Chapter 11: Regression Analysis
Regression analysis is useful for isolating the association between two variables when there are multiple explanatory variables at play. Establishing an association between two variables does not establish a causal relationship. It merely defines an observed relationship between the two variables. The regression coefficients describe the isolated association between any variable and the target variable using 3 pieces of information: the sign (direction of association), magnitude (size of association), and whether or not the association is statistically significant (is it unlikely we would observe the data if there were no association). This powerful statistical tool lets us make inferences about the relationships between variables in a population by analyzing a properly drawn sample. Similar to hypothesis testing, the same constraints and pitfalls surrounding inference apply. The regression coefficients computed for a sample distribute normally around the true association in the population according to a standard error, and if the sample is not representative, the regression analysis will yield results that do not generalize to the population.

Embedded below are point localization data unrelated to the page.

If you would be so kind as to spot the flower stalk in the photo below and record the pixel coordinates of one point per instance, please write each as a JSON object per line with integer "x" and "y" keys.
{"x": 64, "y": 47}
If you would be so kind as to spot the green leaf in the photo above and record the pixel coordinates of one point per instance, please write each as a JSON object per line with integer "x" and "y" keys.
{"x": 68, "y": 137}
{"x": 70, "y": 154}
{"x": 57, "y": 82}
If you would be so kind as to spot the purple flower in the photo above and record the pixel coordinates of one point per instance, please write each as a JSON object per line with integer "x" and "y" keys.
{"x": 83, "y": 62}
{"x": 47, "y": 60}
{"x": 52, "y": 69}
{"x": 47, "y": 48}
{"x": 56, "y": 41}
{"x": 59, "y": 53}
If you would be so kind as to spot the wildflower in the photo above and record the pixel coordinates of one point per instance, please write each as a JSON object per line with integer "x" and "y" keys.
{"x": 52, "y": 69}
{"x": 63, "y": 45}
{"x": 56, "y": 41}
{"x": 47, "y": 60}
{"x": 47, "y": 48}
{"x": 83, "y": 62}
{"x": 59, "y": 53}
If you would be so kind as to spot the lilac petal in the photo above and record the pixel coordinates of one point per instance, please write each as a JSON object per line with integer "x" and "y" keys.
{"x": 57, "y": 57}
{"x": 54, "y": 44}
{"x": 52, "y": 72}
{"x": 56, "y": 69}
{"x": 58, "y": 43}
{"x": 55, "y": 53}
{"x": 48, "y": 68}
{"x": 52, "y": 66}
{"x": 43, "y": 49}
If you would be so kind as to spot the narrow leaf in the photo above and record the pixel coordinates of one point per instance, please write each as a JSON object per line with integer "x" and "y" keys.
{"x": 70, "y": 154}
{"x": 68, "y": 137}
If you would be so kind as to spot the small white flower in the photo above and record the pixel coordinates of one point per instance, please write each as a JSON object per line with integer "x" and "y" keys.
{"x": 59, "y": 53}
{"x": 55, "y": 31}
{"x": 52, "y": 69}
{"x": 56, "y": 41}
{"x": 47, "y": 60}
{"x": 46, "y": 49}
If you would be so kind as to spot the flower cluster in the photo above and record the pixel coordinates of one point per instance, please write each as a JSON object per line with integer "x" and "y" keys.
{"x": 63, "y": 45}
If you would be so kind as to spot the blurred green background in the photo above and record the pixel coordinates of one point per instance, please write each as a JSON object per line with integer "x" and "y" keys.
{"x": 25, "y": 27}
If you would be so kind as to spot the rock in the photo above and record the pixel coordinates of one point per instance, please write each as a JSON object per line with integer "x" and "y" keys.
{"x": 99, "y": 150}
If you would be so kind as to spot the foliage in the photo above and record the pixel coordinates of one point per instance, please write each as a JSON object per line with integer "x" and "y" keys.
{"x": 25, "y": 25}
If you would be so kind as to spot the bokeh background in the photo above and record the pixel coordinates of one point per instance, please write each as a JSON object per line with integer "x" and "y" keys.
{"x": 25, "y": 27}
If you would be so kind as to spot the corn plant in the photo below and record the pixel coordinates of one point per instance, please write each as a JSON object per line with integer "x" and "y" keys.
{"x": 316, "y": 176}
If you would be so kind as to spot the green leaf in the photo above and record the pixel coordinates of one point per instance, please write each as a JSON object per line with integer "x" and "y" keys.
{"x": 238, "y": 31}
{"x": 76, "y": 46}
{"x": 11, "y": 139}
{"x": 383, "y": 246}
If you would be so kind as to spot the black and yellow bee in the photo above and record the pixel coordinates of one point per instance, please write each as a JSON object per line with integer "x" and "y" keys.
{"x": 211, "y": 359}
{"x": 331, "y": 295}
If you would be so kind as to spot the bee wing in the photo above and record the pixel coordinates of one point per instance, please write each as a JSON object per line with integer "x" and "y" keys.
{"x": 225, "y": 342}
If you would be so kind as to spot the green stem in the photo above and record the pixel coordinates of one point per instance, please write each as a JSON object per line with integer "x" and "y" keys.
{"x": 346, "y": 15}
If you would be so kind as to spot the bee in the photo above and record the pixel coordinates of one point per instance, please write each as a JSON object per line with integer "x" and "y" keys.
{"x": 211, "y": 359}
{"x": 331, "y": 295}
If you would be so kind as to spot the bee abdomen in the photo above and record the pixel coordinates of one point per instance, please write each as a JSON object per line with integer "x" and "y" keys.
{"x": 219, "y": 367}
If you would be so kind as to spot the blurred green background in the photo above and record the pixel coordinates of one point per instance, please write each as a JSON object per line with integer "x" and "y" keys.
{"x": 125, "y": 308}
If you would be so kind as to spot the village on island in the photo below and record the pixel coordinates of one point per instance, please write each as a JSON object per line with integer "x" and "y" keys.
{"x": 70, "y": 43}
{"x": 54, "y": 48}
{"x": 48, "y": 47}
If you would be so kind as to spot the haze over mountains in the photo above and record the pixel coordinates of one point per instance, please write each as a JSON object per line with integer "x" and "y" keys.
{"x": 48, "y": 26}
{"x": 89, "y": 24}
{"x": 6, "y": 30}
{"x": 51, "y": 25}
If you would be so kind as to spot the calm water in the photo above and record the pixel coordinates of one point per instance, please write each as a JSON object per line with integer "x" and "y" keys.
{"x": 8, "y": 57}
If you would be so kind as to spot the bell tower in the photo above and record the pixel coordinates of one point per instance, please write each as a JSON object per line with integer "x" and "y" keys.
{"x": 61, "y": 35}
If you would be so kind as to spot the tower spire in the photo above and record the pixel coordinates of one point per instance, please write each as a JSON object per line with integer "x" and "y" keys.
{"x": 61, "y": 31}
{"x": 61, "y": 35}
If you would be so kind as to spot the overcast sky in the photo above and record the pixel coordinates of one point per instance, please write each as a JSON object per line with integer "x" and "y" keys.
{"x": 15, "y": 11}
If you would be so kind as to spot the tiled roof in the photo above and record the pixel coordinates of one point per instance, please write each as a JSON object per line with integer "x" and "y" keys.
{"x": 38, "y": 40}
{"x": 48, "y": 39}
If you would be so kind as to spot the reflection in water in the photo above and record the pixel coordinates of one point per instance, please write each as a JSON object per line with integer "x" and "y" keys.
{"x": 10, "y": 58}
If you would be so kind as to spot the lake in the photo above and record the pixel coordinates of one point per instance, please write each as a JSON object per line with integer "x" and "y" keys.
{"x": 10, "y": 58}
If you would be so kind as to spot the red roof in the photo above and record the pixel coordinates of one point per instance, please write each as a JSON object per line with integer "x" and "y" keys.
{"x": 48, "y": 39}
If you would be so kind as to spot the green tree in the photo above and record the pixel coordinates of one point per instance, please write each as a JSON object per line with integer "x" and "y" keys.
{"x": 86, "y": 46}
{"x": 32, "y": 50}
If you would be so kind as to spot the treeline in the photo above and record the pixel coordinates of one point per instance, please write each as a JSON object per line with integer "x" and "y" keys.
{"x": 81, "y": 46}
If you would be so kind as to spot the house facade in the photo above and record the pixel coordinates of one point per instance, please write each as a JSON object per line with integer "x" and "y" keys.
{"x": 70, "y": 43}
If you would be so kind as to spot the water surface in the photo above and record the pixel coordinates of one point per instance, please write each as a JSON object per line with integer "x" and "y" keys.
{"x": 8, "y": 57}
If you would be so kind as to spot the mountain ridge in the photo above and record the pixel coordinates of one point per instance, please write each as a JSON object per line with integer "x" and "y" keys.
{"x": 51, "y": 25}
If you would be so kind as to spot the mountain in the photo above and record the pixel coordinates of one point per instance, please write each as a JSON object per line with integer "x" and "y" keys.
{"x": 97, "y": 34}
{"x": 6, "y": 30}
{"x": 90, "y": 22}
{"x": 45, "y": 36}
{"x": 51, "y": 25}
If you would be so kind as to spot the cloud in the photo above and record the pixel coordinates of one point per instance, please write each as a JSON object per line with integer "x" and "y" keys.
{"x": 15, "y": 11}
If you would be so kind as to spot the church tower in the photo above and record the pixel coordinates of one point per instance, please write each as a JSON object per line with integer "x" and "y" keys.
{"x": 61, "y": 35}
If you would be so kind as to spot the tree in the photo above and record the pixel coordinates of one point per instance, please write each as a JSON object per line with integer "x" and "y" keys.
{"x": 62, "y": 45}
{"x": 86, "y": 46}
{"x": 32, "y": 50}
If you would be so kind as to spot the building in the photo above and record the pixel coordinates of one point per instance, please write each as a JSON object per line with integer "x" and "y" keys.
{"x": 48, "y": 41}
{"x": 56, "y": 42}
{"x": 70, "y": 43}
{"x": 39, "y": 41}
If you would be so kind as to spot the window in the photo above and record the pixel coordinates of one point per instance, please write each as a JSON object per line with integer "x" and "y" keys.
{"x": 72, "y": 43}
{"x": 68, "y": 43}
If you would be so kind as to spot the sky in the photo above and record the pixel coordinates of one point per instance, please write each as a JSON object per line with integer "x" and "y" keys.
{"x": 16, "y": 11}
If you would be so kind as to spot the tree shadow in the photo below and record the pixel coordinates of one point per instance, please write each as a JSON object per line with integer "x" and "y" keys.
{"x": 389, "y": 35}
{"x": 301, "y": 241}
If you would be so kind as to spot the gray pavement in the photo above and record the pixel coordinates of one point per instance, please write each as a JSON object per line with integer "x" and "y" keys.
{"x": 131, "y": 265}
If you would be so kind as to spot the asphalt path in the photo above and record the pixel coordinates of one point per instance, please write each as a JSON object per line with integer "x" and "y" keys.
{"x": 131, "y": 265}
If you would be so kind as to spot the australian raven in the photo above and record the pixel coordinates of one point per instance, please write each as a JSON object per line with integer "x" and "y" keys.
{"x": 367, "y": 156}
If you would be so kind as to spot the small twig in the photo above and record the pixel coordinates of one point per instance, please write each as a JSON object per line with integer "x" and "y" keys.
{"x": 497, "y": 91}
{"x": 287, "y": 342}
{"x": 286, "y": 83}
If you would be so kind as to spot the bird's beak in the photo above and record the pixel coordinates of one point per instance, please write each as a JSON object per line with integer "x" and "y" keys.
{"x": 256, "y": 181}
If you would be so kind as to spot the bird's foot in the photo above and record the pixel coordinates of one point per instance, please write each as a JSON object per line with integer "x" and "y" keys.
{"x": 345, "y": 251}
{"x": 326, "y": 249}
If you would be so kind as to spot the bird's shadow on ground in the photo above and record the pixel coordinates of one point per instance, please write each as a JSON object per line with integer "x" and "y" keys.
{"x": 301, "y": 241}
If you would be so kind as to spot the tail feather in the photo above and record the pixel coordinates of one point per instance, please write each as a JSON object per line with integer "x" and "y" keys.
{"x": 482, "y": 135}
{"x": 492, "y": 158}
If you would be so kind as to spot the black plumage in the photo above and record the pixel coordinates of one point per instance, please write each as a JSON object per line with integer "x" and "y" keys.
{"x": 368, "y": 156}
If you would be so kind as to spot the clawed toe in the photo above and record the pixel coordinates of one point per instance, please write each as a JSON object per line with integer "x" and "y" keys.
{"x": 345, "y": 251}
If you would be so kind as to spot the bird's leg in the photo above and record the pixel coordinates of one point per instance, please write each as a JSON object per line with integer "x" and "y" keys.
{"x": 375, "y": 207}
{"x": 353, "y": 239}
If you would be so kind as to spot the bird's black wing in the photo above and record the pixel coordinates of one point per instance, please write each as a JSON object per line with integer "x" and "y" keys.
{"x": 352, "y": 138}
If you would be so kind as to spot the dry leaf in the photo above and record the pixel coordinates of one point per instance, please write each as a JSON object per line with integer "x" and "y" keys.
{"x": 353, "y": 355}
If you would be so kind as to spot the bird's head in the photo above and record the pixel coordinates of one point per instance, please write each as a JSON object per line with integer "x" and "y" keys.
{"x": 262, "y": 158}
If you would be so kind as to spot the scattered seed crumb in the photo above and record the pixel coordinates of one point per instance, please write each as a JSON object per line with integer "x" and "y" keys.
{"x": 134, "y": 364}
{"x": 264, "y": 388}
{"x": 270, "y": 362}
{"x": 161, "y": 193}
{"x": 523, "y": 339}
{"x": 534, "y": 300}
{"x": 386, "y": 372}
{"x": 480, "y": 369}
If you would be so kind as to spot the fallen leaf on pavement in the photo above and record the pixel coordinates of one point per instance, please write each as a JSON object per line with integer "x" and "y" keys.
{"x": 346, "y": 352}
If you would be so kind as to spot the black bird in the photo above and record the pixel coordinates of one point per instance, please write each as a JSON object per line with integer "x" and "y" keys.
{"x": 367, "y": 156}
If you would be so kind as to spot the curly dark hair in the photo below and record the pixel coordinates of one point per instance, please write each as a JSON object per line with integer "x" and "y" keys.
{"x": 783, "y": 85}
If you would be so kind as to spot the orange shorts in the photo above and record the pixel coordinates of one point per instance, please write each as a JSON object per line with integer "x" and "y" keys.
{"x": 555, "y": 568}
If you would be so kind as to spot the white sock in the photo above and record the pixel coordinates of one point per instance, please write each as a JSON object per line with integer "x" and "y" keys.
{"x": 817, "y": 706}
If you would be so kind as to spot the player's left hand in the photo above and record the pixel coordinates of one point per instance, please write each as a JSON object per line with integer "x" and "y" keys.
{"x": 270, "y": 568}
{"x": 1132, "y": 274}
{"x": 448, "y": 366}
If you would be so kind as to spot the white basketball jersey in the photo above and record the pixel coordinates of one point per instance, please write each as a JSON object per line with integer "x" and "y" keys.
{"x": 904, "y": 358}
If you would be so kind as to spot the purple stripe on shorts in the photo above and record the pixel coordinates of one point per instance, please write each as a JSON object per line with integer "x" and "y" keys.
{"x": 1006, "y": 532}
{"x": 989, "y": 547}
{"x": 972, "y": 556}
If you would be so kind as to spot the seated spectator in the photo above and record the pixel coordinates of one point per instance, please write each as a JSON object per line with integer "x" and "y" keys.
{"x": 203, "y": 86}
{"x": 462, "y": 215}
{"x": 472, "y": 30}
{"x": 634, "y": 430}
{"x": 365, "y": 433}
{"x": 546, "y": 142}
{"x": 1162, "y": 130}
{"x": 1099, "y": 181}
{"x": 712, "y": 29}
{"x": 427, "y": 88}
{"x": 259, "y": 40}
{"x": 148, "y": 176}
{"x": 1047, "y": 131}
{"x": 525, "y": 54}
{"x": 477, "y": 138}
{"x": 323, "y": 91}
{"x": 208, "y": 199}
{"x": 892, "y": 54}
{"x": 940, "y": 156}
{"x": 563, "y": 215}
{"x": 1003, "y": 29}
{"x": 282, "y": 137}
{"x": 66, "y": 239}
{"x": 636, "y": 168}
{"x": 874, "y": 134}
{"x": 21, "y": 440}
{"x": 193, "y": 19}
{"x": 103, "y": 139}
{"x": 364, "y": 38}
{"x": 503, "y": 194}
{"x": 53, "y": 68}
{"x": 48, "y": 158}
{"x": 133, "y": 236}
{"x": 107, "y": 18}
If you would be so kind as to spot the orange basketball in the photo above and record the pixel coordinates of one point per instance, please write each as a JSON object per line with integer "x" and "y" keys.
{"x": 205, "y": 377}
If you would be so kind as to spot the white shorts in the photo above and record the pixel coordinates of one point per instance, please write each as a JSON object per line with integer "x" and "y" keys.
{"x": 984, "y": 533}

Chapter 12: Problems with Regression
Regression analysis is a powerful tool when used correctly. Proper use requires an understanding that regression gives us clues, not truths, about associations between variables, and it should be used in conjunction with theoretical explanations to draw conclusions about data. When devising a regression equation, one must “estimate the equation”, which means you do not merely dump a plethora of variables into the equation, but you craft a theoretical reason for why you should add each explanatory variable. There are several common mistakes made when employing regression analysis that one should actively avoid: 1) using linear regression to analyze nonlinear relationships; 2) concluding causation from an association; 3) your dependent variable causes the explanatory variable; 4) omitting crucial variables; 5) using highly correlated explanatory variables; 6) extrapolating data to a different population; 7) adding too many variables to an equation.
Chapter 13: Program Evaluation
We know we cannot rely on correlations and assocations to determine causation, only that they give us clues into what to investigate. So how do we study cause and effect relationships? That is where program evaluation comes in, which is the statistical process of measuring the causal effect of an intervention. The key to program evaluation is to compare an intervention to its counterfactual, where the conditions are the same except there is no intervention. Ideally, researchers can construct the counterfactual as a control group in a randomized, controlled experiment. However, this is not always possible or ethical, in which cases the researchers have to be more clever and find naturally occurring conditions where the counterfactual can be approximated.
Statistics is a profound tool that can be wielded to do good in the world, but if used improperly, it can yield catastrophic consequences.